Ci sono alcune note positive e altre meno nella decisione del Federal open market committee (Fomc). In primis, è positivo che si parli di dati finalmente soddisfacenti sul mercato del lavoro. Era noto, era previsto, ma come sempre comunicare la decisione nel modo corretto è fondamentale per la più importante banca centrale del mondo. Allo stesso modo, la scelta di ribadire che il processo di normalizzazione sarà graduale denota quanto la Fed tenga agli investitori.

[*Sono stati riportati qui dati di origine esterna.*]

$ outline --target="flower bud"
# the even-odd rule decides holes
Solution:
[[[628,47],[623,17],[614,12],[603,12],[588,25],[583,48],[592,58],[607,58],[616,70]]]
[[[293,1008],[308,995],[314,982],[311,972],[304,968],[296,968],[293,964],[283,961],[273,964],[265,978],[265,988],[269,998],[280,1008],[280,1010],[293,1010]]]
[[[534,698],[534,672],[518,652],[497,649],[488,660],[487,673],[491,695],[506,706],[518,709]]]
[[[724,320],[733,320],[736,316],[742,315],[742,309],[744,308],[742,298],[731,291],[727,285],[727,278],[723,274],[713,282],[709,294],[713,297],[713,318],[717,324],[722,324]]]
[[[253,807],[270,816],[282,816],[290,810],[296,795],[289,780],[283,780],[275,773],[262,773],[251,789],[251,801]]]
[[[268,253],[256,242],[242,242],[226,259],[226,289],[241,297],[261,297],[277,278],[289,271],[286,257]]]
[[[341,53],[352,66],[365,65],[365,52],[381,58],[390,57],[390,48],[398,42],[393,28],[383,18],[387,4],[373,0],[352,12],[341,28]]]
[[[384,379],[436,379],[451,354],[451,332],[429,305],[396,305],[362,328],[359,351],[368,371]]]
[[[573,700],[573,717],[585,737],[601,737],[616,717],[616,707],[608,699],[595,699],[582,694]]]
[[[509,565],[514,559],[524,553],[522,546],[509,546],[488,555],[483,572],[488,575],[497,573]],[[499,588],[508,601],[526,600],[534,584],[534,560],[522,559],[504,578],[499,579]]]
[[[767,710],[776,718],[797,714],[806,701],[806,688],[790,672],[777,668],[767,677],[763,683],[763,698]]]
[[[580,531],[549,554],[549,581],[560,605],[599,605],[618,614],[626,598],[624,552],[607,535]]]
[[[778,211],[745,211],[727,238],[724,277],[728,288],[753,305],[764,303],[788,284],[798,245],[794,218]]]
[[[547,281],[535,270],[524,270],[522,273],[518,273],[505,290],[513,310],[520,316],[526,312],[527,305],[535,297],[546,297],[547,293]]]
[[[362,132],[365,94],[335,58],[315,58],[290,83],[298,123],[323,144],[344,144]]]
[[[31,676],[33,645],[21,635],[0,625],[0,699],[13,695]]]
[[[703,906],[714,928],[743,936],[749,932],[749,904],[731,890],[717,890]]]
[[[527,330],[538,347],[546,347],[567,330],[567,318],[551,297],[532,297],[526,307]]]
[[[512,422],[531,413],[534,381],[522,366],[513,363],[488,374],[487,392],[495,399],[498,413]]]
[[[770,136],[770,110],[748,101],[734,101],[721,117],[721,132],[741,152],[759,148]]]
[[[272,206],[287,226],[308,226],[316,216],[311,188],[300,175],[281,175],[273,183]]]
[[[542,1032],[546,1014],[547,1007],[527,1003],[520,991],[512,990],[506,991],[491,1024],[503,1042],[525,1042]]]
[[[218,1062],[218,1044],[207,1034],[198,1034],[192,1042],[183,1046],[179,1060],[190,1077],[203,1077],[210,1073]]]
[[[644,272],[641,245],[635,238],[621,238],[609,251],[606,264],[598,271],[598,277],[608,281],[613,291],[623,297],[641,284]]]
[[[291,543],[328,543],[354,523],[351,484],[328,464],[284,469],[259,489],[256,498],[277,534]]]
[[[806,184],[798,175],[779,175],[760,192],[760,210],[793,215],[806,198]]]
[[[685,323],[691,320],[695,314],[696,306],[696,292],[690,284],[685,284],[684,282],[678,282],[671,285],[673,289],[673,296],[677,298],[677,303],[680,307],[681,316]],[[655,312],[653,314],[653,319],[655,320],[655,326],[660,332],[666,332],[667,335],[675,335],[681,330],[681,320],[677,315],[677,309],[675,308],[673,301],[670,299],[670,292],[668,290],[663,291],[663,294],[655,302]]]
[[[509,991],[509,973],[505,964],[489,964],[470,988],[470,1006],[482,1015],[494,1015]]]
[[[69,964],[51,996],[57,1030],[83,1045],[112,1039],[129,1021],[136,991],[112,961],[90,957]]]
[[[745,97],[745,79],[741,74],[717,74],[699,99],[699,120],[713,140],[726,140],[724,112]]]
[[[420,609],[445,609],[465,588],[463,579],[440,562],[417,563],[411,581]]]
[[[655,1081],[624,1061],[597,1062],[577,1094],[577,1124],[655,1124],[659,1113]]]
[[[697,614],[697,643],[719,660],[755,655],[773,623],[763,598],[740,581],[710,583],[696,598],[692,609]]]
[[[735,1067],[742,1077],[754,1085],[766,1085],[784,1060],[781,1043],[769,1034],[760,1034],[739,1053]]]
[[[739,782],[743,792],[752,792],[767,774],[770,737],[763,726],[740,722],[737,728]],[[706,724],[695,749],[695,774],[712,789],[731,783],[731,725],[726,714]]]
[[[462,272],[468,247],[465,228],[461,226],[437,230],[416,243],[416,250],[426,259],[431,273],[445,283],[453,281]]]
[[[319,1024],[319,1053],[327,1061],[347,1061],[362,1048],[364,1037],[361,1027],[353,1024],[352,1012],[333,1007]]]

Gli operatori infatti erano pronti a un atteggiamento del genere. Questo perché la stessa Fed, negli ultimi due meeting, ha dato indicazioni prospettiche ben definite. In pratica, ha usato la forward guidance, una delle armi più efficaci in dotazione ai banchieri centrali, nel modo corretto. Ha fornito un orizzonte temporale preciso agli investitori, li ha indirizzati. Ha prodotto aspettative, in altre parole. Un’azione che, come abbiamo visto, da un lato è stata utile per evitare shock sui mercati finanziari ma dall’altro ha reso la Fed schiava del volere dei mercati a cui lei stessa ha segnato il percorso.
Negativa è invece la parte relativa all’andamento dell’indice generale dei prezzi al consumo. L’inflazione non tornerà infatti al 2% prima del 2018, secondo la Fed. Ma soprattutto, resta da chiarire quali potranno essere le armi messe in campo dal Fomc se il trend dei prezzi delle commodity energetiche continuerà a essere al ribasso. Ci sarà un rallentamento nel processo di normalizzazione della politica monetaria? Ci saranno nuovi stimoli? Fa un po’ sorridere leggere alcuni dei primi titoli dei giornali, che scrivono “Fine dei tassi zero”. Questa è la nuova normalità. Difficilmente torneremo nel medio termine a tassi intorno al 5% come nel 2006. Inoltre, conviene non dimenticare un aspetto fondamentale di questa scelta del Fomc.
La realtà della decisione odierna è racchiusa tutta in due parole: markets driven. Aveva alternative la Yellen? No, proprio per la questione delle aspettative. Se non avesse alzato, buona parte della credibilità della Fed sarebbe andata in fumo. Ed essere credibili, l’esperienza di Mario Draghi alla Banca centrale europea lo insegna, è uno dei requisiti fondamentali per essere un bravo banchiere centrale. Ma ora la faccenda si complica, perché sono due le incognite.
Primo, gli shock esogeni. Cosa accadrà nel caso gli Emergenti – Cina e Brasile su tutti – continueranno a frenare (o collassare, come nel caso del Brasile)? La Fed continua a monitorare da vicino la situazione, e non è escluso che la “gradualità” dell’azione di normalizzazione possa essere rivista. Per ora è, come dire, poco aggressiva, ma presto potrebbe diventarlo di più o di meno, a seconda di come si presenterà il 2016. Per ora è legittimo attendersi tre rialzi dei tassi nel prossimo anno.
Secondo, i dati. La Yellen è nota per essere, come mi ricordano spesso alcuni suoi economisti, quasi ossessionata dai dati. Li vuole vedere, controllare, rivedere, ricontrollare. Ha una cura maniacale per questo aspetto. Che fare quindi in caso di peggioramento dell’espansione domestica? Ancora una volta, potrebbe esserci una deviazione dal sentiero indicato oggi. E una parola fuori posto significa farsi nemici gli investitori. Morale: calma e sangue freddo.
Oggi è un giorno storico, nessuno lo nega, ma è solo l’inizio di un cammino molto lungo e periglioso.